Printemps trompeur
La douceur trompeuse de ce printemps fugace de début janvier, je suis bien décidé à en profiter – car déjà on annonce le retour de la neige et du froid. Tout est doux ce matin : non seulement l’air mais la lumière, surtout, et les couleurs qui font de beaux pastels vert et jaune pour les prés, bleu et blanc pour les sommets et le ciel. Je traverse le champ en laissant courir Rimski, heureux de sa délivrance – car pendant mon absence le pauvre chien avait sauté dans le compost et coincé le filin de la tyrolienne ; je l’ai retrouvé, ainsi immobilisé, qui attendait mon retour avec une confiance touchante.
Quel plaisir de se promener sur ce sentier presque dégagé, en T-shirt comme aux beaux jours : j’aime sentir la brise et le souffle du Gelon sur ma peau. Si j’ai, avec ou sans brise, tant de plaisir à me promener et à écrire sur mes promenades, je sais que c’est parce que, adolescent, je me rendais au collège à pied, et que c’est à partir de ces marches quotidiennes que j’ai écrit le premier texte qui ait vraiment de l’importance à mes yeux, ce Voyage au bout du rêve qui menait au réel, que j’évoque notamment dans L’éloignement et qui traîne encore quelque part dans un tiroir. Cette façon assez spontanée d’accorder toute leur importance aux sensations, au paysage, à tout cela que d’aucuns considèrent avec dédain ou ne considèrent pas, était en place dès mes douze ans. Les choses ordinaires revêtaient déjà pour moi un sens plus large. Je n’avais pas besoin d’avoir lu de la poésie ni même de savoir ce que c’était pour faire du « champ de blé » ou du « chemin boueux » des métaphores.
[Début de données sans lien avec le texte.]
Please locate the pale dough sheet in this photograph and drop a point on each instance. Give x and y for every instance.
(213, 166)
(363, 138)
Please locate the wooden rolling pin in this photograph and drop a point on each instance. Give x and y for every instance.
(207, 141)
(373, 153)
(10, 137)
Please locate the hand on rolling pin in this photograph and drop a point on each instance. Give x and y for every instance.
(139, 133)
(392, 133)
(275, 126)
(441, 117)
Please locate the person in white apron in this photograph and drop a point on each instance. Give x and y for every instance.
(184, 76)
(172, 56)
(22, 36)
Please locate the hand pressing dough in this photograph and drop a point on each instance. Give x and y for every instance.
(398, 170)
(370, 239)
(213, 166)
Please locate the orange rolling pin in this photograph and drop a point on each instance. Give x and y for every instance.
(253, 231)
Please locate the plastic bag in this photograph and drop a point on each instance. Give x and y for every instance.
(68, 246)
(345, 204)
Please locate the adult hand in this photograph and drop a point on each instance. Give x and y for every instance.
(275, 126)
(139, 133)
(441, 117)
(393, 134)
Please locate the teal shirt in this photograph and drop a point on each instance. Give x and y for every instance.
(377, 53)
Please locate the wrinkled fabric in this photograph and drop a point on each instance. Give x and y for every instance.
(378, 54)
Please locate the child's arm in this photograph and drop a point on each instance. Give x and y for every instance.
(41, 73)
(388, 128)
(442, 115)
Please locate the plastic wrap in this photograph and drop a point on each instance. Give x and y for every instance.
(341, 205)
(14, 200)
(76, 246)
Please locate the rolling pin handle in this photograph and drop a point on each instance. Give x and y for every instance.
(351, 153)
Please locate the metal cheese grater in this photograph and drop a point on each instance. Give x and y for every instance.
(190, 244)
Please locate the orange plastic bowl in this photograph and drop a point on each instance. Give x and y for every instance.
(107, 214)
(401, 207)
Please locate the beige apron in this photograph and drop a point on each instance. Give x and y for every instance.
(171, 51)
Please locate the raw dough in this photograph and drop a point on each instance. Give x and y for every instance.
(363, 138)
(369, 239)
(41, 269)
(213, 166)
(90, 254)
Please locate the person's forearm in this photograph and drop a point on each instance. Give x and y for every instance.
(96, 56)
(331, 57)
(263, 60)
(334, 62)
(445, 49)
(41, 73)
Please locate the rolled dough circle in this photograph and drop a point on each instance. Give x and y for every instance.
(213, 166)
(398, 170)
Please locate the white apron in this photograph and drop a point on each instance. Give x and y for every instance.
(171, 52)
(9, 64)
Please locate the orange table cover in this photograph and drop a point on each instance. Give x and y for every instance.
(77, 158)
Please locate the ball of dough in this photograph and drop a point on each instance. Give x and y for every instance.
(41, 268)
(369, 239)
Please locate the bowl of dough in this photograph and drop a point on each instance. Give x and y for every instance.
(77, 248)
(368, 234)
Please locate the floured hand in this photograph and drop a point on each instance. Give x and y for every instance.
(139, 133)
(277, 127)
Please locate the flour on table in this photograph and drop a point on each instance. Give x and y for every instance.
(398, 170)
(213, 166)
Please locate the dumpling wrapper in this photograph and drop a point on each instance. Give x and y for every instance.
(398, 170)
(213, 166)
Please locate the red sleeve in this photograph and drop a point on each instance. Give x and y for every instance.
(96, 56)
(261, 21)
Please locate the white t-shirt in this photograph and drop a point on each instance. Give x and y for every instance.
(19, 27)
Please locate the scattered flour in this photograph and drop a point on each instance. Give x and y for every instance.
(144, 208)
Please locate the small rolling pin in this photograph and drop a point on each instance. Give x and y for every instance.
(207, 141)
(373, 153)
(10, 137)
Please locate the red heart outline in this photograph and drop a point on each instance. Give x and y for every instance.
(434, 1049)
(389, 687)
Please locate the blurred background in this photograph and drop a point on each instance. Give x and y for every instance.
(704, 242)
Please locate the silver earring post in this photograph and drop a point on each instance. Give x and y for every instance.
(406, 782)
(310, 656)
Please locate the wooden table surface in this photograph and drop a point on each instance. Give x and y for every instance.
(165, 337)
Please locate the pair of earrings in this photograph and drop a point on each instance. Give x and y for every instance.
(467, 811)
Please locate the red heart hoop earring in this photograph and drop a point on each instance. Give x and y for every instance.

Aujourd’hui comme alors, je sais que tourner en rond sur ce chemin attaché à un animal qu’on pourrait croire, quand on le voit aussi déchaîné qu’il l’est en ce moment, encore à demi sauvage, est une image de ma vie tout entière, voire de la vie des gens, même si j’aurais du mal à expliquer pourquoi.
Ainsi je suis le chemin de la vie, avec ses chutes et ses pièges : Rimski, en proie tout comme hier à une frénésie printanière qui le fait bondir par-dessus les buissons, se rouler dans la neige et tirer de toutes ses forces sur la laisse, vient de me faire tomber dans la boue. Parfois une chute peut mener à l’éveil (j’ai raconté quelque chose qui s’en approche dans le Grillon de l’automne ainsi que dans L’Abade) ; mais celle-ci me couvre seulement de boue, et arrache le fil du petit micro que j’avais accroché au T-shirt (c’est au moins la troisième micro que je ruine de cette façon). Une fois de plus le texte enregistré s’arrête, qu’il me faudra écrire après coup si j’en ai le temps.
Cela me désole. J’ai déjà dit mon besoin de cette écriture quotidienne qui éclaire mon chemin. Sentir cette incroyable odeur de sous-bois printanier qui vient de me saisir là où le chemin quitte le Gelon pour remonter le nant, est un plaisir insatisfaisant si je ne peux pas le dire. Peut-être tout plaisir reste-t-il, aux yeux de l’écrivain que je suis, insatisfaisant, s’il n’est pas dit. Peut-être aussi toute réalité demeure-t-elle insaisissable, pour l’autiste que je suis également, si elle n’est pas verbalisée. Écrire a été d’abord une façon détournée d’accéder au réel, je l’ai bien compris à présent. En tant qu’autiste bien inséré socialement et affectivement, j’appartiens à une petite caste de privilégiés, car l’immense majorité des personnes autistes n’ont pas accès à ces charmes-là ; mais en tant qu’écrivain-promeneur j’appartiens à une tribu encore plus maigrelette, et vouée, je le crains, à une prochaine disparition – car les enfants aujourd’hui ne marchent plus pour aller à l’école, ils prennent la voiture ou le bus. On aura peut-être plus tard, qui sait, des écrivains automobilistes, mais plus guère de marcheurs, ou bien seulement des baroudeurs, des aventuriers qui ne peuvent s’imaginer dans un coin de montagne ou une steppe sauvage sans une équipe de télévisions filmant leur fausse solitude. Est-ce que demain il y aura encore des artisans du verbe et promeneurs vraiment discrets, c’est-à-dire honnêtes, comme Jean-Pierre Abraham, Philippe Jaccottet, Jacques Réda ?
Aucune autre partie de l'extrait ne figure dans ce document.